Madame la Conseillère communale,

Monsieur le Conseiller communal,

Monsieur le chef de groupe du CPAS,

Madame la Responsable de la Commission Nord-Sud de la Commune d’Ans,

Madame la Présidente de Sarayaku,

Mesdames les Dirigeantes,

Madame la Coordinatrice de projets,

Mesdames et Messieurs les enseignants,

Chers élèves,

 

C’est avec un immense plaisir que nous accueillons aujourd’hui à l’Athénée royal d’Ans une délégation féminine du peuple kichwa de Sarayaku.

Grâce aux asbl liégeoises Identité Amérique Indienne, Casa Nicaragua et Barricade notre Athénée a la chance de recevoir pour la seconde fois des dirigeantes de Sarayaku. Je parle de chance car, lors de leur passage en Europe à l’occasion de la COP 23 et de leur tournée des « ambassadrices de le Terre-Mère », l’écrasante majorité de nos compatriotes européens n’auront pas l’occasion de cette rencontre. Nous faisons partie des rares privilégiés qui peuvent mettre des visages sur des enjeux comme la lutte contre la déforestation et la préservation de la biodiversité en Amazonie, l’un de ses réservoirs les plus riches.

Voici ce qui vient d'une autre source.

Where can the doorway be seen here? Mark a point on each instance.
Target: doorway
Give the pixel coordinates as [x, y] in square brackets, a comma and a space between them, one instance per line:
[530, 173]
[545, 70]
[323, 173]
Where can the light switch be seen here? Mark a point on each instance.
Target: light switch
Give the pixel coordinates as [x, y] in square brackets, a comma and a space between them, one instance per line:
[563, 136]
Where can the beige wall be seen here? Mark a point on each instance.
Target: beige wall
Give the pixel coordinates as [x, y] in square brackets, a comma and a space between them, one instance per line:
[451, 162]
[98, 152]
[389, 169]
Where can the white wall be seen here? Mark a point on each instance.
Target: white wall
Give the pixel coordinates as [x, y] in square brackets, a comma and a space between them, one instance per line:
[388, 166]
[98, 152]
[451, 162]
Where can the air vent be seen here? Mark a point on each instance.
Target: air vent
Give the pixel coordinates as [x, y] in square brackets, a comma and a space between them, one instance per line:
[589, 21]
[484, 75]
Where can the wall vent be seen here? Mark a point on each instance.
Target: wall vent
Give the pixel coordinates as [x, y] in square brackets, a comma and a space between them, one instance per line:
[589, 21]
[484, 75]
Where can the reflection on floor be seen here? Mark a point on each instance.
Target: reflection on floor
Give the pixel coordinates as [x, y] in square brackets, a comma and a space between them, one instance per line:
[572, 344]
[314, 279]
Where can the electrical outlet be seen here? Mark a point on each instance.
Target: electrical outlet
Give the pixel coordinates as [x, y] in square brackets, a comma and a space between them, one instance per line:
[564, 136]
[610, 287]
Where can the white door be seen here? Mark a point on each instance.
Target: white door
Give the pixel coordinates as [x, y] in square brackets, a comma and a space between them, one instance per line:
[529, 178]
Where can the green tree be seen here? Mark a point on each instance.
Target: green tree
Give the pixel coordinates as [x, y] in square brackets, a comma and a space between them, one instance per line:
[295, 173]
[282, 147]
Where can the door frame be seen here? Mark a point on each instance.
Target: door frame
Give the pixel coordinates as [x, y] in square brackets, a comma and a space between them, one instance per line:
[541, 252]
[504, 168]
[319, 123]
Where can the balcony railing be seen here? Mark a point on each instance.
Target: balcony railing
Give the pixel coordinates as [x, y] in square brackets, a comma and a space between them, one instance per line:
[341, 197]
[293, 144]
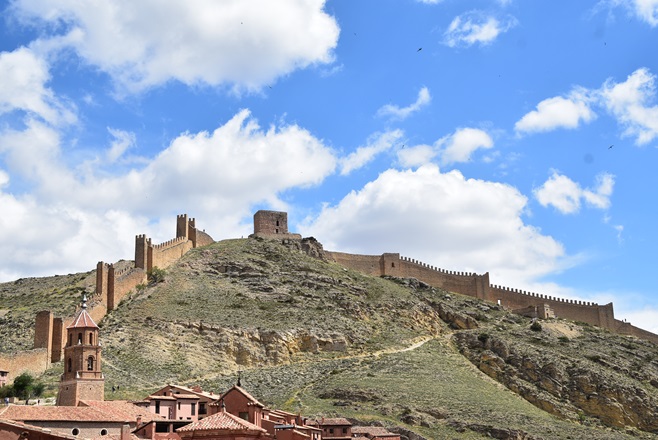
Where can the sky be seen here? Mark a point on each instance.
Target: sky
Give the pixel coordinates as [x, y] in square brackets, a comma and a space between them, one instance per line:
[511, 137]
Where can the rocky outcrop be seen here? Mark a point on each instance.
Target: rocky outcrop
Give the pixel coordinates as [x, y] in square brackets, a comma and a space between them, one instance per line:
[558, 384]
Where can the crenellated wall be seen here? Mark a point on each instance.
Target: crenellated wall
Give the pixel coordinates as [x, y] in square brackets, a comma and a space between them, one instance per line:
[112, 286]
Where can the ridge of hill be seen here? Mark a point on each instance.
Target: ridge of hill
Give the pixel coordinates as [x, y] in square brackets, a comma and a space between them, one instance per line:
[312, 336]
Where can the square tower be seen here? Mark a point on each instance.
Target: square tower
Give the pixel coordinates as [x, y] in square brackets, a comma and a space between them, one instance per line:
[270, 223]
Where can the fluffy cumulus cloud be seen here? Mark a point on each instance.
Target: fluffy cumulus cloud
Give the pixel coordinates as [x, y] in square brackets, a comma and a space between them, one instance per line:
[567, 196]
[377, 143]
[442, 219]
[396, 112]
[147, 43]
[629, 102]
[23, 87]
[558, 112]
[460, 146]
[645, 10]
[476, 27]
[219, 176]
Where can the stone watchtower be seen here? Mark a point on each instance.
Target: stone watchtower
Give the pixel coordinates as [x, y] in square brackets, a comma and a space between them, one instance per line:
[272, 224]
[82, 378]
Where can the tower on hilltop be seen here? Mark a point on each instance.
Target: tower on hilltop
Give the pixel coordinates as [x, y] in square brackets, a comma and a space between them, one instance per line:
[82, 378]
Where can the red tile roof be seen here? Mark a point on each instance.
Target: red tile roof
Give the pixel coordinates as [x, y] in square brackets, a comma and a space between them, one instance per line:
[122, 408]
[252, 399]
[63, 413]
[222, 421]
[378, 431]
[338, 421]
[82, 320]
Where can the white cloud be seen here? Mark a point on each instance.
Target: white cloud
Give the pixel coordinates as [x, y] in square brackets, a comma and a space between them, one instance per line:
[377, 143]
[441, 219]
[476, 28]
[628, 102]
[459, 146]
[216, 176]
[147, 43]
[23, 87]
[645, 10]
[123, 140]
[416, 156]
[557, 112]
[395, 112]
[565, 195]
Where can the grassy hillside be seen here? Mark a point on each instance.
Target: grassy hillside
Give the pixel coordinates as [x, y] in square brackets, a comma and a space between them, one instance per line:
[311, 336]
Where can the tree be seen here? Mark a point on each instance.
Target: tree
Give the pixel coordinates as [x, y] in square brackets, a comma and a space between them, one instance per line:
[23, 386]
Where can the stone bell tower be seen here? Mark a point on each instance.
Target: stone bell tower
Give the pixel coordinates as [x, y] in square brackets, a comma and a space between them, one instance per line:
[82, 378]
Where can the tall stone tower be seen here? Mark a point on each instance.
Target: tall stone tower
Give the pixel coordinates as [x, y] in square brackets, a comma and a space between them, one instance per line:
[82, 378]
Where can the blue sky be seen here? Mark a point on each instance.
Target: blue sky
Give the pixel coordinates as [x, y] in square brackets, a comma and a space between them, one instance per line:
[503, 136]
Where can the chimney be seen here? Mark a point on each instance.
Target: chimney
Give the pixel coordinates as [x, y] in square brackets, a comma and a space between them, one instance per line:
[125, 432]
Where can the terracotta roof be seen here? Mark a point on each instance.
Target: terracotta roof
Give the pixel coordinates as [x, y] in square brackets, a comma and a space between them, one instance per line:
[122, 408]
[222, 421]
[63, 413]
[337, 421]
[33, 428]
[198, 393]
[252, 399]
[82, 320]
[372, 430]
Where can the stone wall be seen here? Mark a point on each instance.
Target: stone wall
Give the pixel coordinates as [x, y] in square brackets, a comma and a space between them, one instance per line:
[478, 286]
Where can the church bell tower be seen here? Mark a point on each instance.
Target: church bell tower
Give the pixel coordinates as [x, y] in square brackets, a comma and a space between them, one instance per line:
[82, 378]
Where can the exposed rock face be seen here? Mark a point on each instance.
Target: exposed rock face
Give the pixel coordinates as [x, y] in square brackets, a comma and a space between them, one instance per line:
[559, 385]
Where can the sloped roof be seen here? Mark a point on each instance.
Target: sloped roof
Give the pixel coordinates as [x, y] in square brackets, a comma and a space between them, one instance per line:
[122, 408]
[222, 421]
[337, 421]
[63, 414]
[373, 431]
[82, 320]
[252, 399]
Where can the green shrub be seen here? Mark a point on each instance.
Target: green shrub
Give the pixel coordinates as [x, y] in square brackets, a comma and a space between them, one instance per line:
[156, 275]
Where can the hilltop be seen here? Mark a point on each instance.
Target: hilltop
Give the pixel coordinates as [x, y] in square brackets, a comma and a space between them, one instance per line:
[310, 335]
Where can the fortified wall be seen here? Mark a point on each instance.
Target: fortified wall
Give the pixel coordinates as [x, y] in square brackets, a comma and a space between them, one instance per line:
[112, 286]
[478, 286]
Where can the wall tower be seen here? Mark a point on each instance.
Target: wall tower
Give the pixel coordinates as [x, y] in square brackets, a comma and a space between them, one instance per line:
[82, 378]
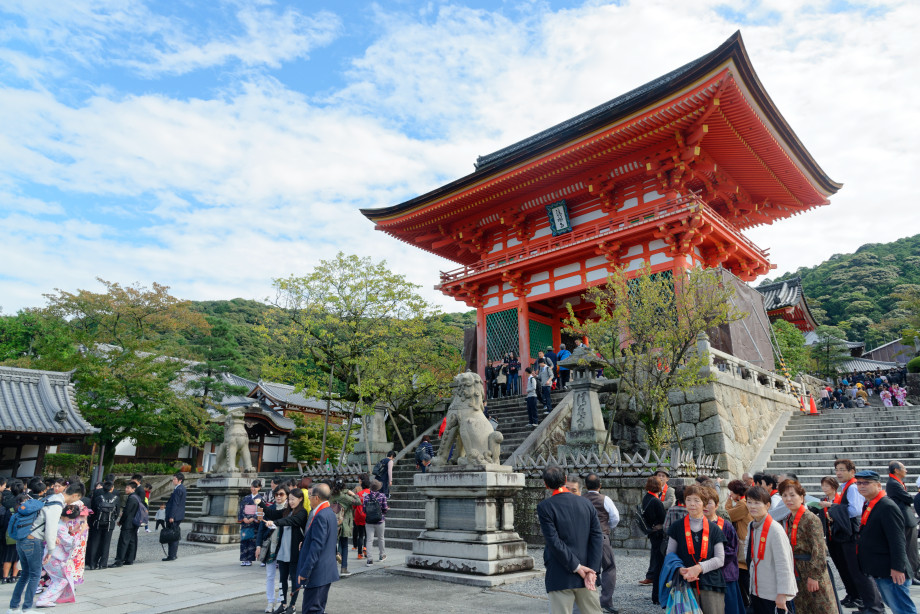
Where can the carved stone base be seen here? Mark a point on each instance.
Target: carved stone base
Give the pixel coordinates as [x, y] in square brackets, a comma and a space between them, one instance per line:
[469, 522]
[222, 494]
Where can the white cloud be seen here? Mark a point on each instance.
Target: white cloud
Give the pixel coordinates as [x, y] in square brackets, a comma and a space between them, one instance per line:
[261, 181]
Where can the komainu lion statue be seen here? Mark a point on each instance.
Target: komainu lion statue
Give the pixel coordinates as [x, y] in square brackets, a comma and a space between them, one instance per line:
[477, 443]
[233, 453]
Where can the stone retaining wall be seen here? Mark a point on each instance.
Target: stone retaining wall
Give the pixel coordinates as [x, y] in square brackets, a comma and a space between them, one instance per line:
[730, 418]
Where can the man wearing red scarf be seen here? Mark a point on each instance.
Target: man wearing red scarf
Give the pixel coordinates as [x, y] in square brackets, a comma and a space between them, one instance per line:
[896, 490]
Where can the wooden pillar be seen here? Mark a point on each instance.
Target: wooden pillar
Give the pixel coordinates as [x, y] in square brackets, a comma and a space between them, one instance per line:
[523, 333]
[481, 342]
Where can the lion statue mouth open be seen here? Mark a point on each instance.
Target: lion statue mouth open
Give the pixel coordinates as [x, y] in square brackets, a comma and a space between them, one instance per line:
[477, 443]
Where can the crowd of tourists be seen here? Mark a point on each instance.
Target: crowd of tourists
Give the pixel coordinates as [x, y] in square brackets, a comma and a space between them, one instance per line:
[766, 547]
[275, 532]
[506, 378]
[51, 532]
[854, 389]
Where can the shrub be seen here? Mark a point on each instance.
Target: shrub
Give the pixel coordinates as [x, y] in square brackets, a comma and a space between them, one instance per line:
[68, 464]
[146, 468]
[914, 365]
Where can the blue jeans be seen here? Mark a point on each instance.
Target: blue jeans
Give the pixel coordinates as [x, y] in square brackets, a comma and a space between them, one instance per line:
[896, 596]
[30, 565]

Du fond du cœur, bienvenue donc à nos visiteuses kichwas. Des vedettes nous font écarquiller les yeux dans des émissions comme Rendez-vous en Terre Inconnue. Sous des tentes, des yourtes ou dans des huttes, ces stars de notre monde moderne semblent toujours submergées par l’émotion. D’un coup, loin de leurs écrans ou de leur smartphone, ils se reconnectent à l’essentiel. Ils côtoient pour quelques jours des gens qui vivent en prise plus directe que nous avec la nature. Des familles qui, pour la plupart, vivent ou survivent de cette nature. Dans notre monde à nous, nous la voyons tellement peu qu’il nous est difficile de nous rendre compte au quotidien combien nous la malmenons.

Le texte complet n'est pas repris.